Tirn shoved the man to gain time to try his escape again. The human fell backwards onto the flaming torch, and the sentry was briefly satisfied upon hearing the leader's howl of agony and the hiss of the mercenary's backside against the flame. He did not waste time enjoying his satisfaction or pondering on his crippling worry about his Prince and friends, but began once more his vain attempt at freeing his legs from their heavy confines. He cannot bring Melfren back. I will not be his sacrifice. Ament's shriek became convulsive coughing, and the mercenary's body floundered in his endeavor to remove himself from the potentially searing pain of the fire and to regain his breath. By a strength emerging from desperation and fright, the mercenary vaulted forward again, pelting the sentry across the face with the goblet.
This time Tirn was not so quick to recover, and his head smacked the soil floor before he was aware that he had been hit. Ament made good use of this lapse; he seized his sword from the floor only to stab the sentry through the hand, temporarily impaling the sentry's limb into the deep mass of dirt on which he lay, ere the leader pulled the blade free. Taking the goblet up again, Ament continued his assault, unreservedly merciless as he beat the felled sentry with the solid object repeatedly in the head and shoulders.
"Your companions will wither away in their cell, like the Prince will fade." Unable to move as he fought unconsciousness, much less answer the mercenary's jibe if he had at all desired to, Tirn's body lay still though he moved his head to glare at the mercenary. His bottomless, aged sapphire eyes bore into Ament's such that the mercenary shifted his gaze, preferring instead to stare at the Wood-Elf's bleeding head wounds than the uncompromising glower of the sentry. "It matters not, Elf, for I will have all of eternity to find the Prince, if he still lives.
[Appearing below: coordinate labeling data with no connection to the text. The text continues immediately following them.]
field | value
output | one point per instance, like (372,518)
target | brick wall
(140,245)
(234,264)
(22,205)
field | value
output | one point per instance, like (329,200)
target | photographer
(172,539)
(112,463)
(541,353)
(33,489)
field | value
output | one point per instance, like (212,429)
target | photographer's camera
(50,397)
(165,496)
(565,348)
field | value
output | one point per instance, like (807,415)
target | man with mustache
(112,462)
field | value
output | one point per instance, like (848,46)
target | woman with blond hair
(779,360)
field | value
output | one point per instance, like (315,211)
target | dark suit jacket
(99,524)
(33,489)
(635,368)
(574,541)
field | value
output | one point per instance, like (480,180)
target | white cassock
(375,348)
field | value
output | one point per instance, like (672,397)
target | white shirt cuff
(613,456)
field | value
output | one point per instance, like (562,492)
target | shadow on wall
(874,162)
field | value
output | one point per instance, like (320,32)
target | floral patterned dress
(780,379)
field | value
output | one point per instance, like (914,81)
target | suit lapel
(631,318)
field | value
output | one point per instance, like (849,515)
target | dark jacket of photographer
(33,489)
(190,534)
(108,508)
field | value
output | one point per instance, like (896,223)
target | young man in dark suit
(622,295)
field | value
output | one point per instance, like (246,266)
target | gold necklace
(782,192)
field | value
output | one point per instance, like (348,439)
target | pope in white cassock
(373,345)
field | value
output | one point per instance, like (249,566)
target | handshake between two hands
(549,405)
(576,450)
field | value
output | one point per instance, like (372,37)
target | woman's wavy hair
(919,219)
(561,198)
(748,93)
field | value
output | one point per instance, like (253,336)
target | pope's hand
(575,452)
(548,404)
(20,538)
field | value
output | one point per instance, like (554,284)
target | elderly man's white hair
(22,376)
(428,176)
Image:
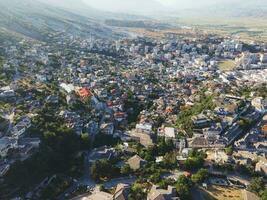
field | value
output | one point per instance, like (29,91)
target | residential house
(160,194)
(136,162)
(7,144)
(122,191)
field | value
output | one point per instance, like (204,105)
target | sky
(151,5)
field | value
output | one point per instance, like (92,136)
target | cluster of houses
(135,88)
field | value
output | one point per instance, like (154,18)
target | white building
(6,144)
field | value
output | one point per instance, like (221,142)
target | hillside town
(136,118)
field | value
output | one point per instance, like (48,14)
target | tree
(229,150)
(183,186)
(103,169)
(256,185)
(263,194)
(200,176)
(137,192)
(126,169)
(195,161)
(170,161)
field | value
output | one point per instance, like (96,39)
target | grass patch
(227,65)
(225,193)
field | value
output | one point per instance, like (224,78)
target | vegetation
(103,169)
(200,176)
(229,150)
(183,187)
(184,117)
(195,160)
(137,192)
(257,186)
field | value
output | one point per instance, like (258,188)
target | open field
(223,193)
(243,28)
(227,65)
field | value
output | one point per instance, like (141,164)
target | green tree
(170,161)
(126,169)
(137,192)
(183,187)
(200,176)
(256,185)
(229,150)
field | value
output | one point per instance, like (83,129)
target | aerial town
(141,118)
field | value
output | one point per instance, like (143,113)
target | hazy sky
(151,5)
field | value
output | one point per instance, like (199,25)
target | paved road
(114,182)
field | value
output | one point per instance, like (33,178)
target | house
(102,153)
(249,195)
(168,132)
(21,127)
(259,104)
(136,162)
(4,169)
(261,166)
(84,93)
(107,128)
(95,196)
(122,191)
(144,138)
(6,144)
(160,194)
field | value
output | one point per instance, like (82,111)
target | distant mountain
(229,9)
(36,19)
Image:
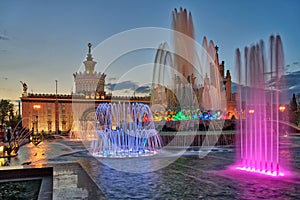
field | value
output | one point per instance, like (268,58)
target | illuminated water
(189,177)
(124,129)
(259,124)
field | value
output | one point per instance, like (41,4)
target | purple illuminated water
(261,95)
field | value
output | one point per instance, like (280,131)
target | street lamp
(36,107)
(282,108)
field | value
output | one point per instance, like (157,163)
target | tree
(6,111)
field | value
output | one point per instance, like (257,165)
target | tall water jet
(259,133)
(124,130)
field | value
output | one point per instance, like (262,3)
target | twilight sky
(44,41)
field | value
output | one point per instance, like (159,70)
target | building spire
(89,55)
(89,63)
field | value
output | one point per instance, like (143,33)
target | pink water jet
(261,95)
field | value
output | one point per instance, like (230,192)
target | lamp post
(36,107)
(56,110)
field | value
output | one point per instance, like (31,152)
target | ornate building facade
(55,112)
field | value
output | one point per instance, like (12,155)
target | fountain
(258,141)
(124,130)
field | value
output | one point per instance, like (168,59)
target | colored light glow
(36,106)
(264,172)
(251,111)
(282,108)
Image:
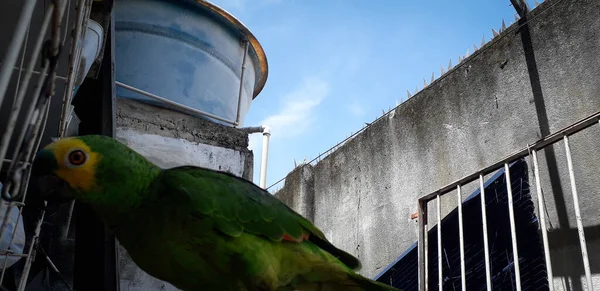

And if he does not, then Thranduil can be destroyed in other ways." Cackling, and then coughing, the mercenary picked the sentry's head from the floor by the hair at the nape of Tirn's neck. "I suppose I should thank you, Elf, for your immortality," Ament taunted the beaten, vertiginous Wood-Elf. "But you and your kind owe me this."
This being said, the mercenary drew his sword across Tirn's neck, opening the sallow skin over the sentry's jugular vein with his blade until the sanguine, silvery fluid that pulsed through his victim's body spilled forth in a torrid rush.
He closed his eyes. He did not know whether it was from the blackening trauma to his skull or from the blood loss, but the sentry found that he did not care. He had tried. He had given his life.
It could have been the Prince lying here, he comforted himself.
The cool, uneven rim of what he knew was the goblet was pressed to his throat, and into it drained his life. He dared not open his eyes, for he did not wish to see what would come of Ament's foul interference with Ilúvatar's will. Mayhap someone lives yet, he thought of his friends. Mayhap there is still hope. When the goblet was filled to Ament's satisfaction, the sentry heard, rather than saw, the gluttonous imbibing of his blood by the dying mercenary, as he heard the distant, slow approach of another in the long passageway. Someone still lives, he thought as his mind faded into unconsciousness, faintly smiling in his hopes that the someone would be his Prince.